Carla Suarez Navarro’s Season
Her WTA Tour webpage says that Carla Suarez Navarro stands five-foot-four and, for having interviewed her twice, she can’t possibly be much taller.
Yet, she is ranked at No. 8 this morning after losing in the 2015 BNL Internazionali d’Italia final against Maria Sharapova by the score of 4-6, 7-5 and 6-1. That ranking is already quite the progression from the No. 18 echelon she reached at end of the 2014 season and for that, she can thank her performances in 2015.
Indeed, the small one is having quite the large season on the WTA Tour. Suarez Navarro has remained busy in 2015, already competing in 11 tournaments, and she’s certainly made the most of it: after her loss in the Rome final, she now has qualified for the quarterfinals or better at 10 of the 11 events, amassing over $1,273,672 in the process. If the 26-year-old keeps winning at this pace, a spot in Singapore for the year-end WTA Finals seems all but assured.
She’s currently 12-7 against seeded players in 2015, another reason why her season has been amazing. What is amazing, too, is that as far as I can tell there isn’t much fanfare about the kind of tennis the Spaniard is playing. (Maybe there is in Spain, but I can’t speak Spanish and I wouldn’t know.)
Maybe it’s because despite all the excellence, Suarez Navarro isn’t winning the tournaments. She has progressed so far in the draw of so many tournaments, but still hasn’t won in 2015. Maybe that’s why, but that would overlook the fact that she has lost finals against Andrea Petkovic, Maria Sharapova and Serena Williams, who aren’t exactly novice players on the WTA Tour.

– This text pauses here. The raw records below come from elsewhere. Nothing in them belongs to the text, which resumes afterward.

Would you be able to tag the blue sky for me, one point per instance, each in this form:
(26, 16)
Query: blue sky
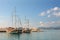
(32, 9)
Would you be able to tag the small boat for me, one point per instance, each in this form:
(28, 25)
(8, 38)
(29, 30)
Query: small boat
(15, 29)
(26, 30)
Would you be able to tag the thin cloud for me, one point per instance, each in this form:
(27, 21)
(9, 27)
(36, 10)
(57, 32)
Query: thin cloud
(50, 24)
(51, 12)
(42, 14)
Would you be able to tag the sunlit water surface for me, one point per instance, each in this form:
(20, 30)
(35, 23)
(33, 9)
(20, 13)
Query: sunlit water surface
(46, 35)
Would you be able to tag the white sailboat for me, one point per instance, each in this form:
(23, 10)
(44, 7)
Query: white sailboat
(14, 30)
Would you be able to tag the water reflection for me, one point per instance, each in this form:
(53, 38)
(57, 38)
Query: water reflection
(13, 36)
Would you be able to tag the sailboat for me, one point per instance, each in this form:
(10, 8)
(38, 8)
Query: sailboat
(27, 29)
(14, 30)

Suarez Navarro isn’t winning tournaments and, in that respect, she’s pretty much like the vast majority on players on tour: much is made about the dominance of Rafael Nadal, Roger Federer and Novak Djokovic in the past decade on the ATP World Tour, but only a rare few players actually win tournaments in the WTA too. That’s the nature of tennis anyway—you battle an opponent only for the right, if you win, to repeat it all again the next day and against a new opponent.
In tennis, you’re much more likely not to win the events you do compete in. That doesn’t mean you’re not good enough.
Or maybe it’s not that she isn’t winning tournaments, but the fact that she couldn’t win at the big one. Remember that one tournament where Suarez Navarro couldn’t qualify for the quarterfinals? It happened at the Australian Open early in January, where the Spaniard lost in the first round against a player named Carina Witthoeft; Suarez Navarro’s worst event in 2015 also happens to have been the year’s biggest, and maybe that’s been what has doomed her.
Whatever the reason, I hope this modest column can help shine a light on Suarez Navarro’s excellence. She’s small in stature, but plays an exciting brand of tennis with topspin-heavy groundstrokes, and many attacking shots and volleys. She is equally as compelling off the courts in interviews, when she used her broken English to delight reporters (…on her way to the quarterfinals!) in last summer’s Rogers Cup in Montreal.
Another big tournament starts at the end of this month, with the tennis world descending on the City of Paris. This year at the French Open, Suarez Navarro has quarterfinals points to defend from a year ago; she should be fine.